We had the pleasure of sponsoring and hosting a hackathon at the RISC-V Summit North America 2024 in Santa Clara, California. As part of our commitment to advancing CPU design, we invited participants to take on a challenging technical mission that tested their skill through Codasip Studio, our advanced design tool. This tool, along with CodAL—our unique C-like language—enabled participants to create sophisticated custom CPU logic that could handle one of the most unforgiving environments: deep space.
Laying the groundwork at RISC-V Summit Europe
In Munich, at the RISC-V Summit Europe, we introduced hackathon participants to Codasip Studio with an initial exploration challenge. There, we provided access to a base RISC-V core and tasked participants with extending it by adding custom hardware instructions. Their additions optimized a neural network application, specifically a multilayer perceptron, by customizing the hardware to accelerate specific software algorithms. Codasip Studio’s integrated workflow automatically detected and integrated these new instructions into the compiler, enabling efficient testing and rapid iteration. The results showed how powerful RISC-V’s customizable architecture can be, particularly in AI applications that benefit from custom hardware-accelerated operations. Learn more from the participants.
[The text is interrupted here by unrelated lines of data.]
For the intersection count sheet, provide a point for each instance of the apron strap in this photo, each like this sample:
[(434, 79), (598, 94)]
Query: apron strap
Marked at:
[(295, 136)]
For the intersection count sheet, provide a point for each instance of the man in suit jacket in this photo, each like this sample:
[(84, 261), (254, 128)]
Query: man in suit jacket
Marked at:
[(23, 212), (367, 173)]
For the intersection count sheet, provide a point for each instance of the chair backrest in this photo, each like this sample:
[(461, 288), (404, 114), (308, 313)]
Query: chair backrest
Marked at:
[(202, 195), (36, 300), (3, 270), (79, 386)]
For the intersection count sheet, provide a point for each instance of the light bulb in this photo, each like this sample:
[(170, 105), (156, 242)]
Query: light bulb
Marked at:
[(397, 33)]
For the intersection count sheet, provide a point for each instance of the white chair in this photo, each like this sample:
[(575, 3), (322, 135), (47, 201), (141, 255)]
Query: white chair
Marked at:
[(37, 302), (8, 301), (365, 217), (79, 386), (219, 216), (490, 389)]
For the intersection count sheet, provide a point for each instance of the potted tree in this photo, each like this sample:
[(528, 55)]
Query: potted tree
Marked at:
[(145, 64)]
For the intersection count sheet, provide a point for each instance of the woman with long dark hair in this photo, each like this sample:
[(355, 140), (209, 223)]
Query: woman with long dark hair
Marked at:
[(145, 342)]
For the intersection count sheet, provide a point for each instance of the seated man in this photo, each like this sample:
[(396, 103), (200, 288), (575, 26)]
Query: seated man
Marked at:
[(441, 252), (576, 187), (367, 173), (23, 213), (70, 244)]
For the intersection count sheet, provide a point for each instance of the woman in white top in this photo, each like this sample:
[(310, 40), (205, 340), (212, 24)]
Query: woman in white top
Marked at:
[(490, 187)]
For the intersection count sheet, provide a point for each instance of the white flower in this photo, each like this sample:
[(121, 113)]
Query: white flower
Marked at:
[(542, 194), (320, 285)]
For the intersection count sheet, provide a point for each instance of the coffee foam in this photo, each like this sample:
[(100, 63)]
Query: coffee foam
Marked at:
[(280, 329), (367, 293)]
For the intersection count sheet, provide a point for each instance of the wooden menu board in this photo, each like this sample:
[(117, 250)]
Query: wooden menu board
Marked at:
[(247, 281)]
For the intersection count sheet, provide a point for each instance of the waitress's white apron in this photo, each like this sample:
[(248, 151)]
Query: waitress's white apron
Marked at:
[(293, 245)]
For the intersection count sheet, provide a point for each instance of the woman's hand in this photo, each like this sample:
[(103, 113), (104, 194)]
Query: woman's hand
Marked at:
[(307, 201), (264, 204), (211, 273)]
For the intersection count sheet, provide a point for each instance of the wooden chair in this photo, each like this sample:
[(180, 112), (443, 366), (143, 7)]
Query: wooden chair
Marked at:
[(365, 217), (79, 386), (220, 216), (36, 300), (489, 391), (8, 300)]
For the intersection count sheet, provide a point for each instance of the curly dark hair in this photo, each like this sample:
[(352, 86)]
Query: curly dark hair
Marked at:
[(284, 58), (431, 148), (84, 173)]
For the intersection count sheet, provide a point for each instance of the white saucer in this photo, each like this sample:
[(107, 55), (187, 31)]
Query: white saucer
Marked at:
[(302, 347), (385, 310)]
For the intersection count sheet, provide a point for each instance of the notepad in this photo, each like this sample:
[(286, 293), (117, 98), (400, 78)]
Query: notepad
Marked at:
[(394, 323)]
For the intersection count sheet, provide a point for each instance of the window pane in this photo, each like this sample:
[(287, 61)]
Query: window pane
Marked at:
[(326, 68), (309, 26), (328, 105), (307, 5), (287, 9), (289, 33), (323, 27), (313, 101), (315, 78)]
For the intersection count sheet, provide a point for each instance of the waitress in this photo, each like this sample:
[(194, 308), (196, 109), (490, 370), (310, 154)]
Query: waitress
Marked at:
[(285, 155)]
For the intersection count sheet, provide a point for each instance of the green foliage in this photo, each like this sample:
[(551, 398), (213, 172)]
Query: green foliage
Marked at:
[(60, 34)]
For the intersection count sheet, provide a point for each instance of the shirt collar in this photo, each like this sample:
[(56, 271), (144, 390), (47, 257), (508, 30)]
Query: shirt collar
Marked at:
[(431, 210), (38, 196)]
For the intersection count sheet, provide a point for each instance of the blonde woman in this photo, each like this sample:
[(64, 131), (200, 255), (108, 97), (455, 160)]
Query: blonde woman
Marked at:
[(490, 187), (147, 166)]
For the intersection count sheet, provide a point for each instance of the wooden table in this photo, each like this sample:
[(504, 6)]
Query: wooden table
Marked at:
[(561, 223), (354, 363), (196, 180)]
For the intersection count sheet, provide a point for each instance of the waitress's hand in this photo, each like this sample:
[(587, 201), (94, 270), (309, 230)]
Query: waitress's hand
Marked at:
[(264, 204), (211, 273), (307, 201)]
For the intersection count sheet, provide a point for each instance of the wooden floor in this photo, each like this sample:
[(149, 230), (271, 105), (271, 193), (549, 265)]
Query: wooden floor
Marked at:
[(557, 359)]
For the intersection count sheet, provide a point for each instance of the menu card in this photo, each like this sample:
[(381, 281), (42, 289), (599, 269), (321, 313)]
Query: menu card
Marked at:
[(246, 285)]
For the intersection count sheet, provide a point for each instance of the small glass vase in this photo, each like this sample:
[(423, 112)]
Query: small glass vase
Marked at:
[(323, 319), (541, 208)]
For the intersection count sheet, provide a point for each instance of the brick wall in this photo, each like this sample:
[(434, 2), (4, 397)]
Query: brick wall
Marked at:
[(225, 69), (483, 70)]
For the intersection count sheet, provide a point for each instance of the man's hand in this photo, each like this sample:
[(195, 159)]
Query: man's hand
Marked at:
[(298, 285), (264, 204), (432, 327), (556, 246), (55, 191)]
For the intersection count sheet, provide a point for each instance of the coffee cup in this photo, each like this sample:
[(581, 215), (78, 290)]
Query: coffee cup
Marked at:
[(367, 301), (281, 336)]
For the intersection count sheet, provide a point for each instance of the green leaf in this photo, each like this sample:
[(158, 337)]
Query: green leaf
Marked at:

The challenge in North America: Designing for space-resilience
At the RISC-V Summit North America, we set an even more ambitious goal for the hackathon: to create custom error correction logic for CPU register files, a critical component of CPU design in space environments. The theme for the event—Codasip Cosmic Compute—envisioned a near-future mission to build space-ready CPUs that could withstand radiation-induced errors. The challenge was inspired by the needs of space-bound computing systems, where exposure to cosmic radiation poses significant risks to system reliability and mission success.
Understanding the risks: Soft errors and Single Event Upsets
In deep space, without the Earth’s protective atmosphere, high-energy particles such as cosmic rays can strike a CPU, causing soft errors—temporary disruptions that do not physically harm the hardware but may corrupt data stored in a CPU’s register file. Single Event Upsets (SEUs) are a common manifestation of these soft errors, where a single particle can flip a bit, leading to incorrect calculations and potentially system failure.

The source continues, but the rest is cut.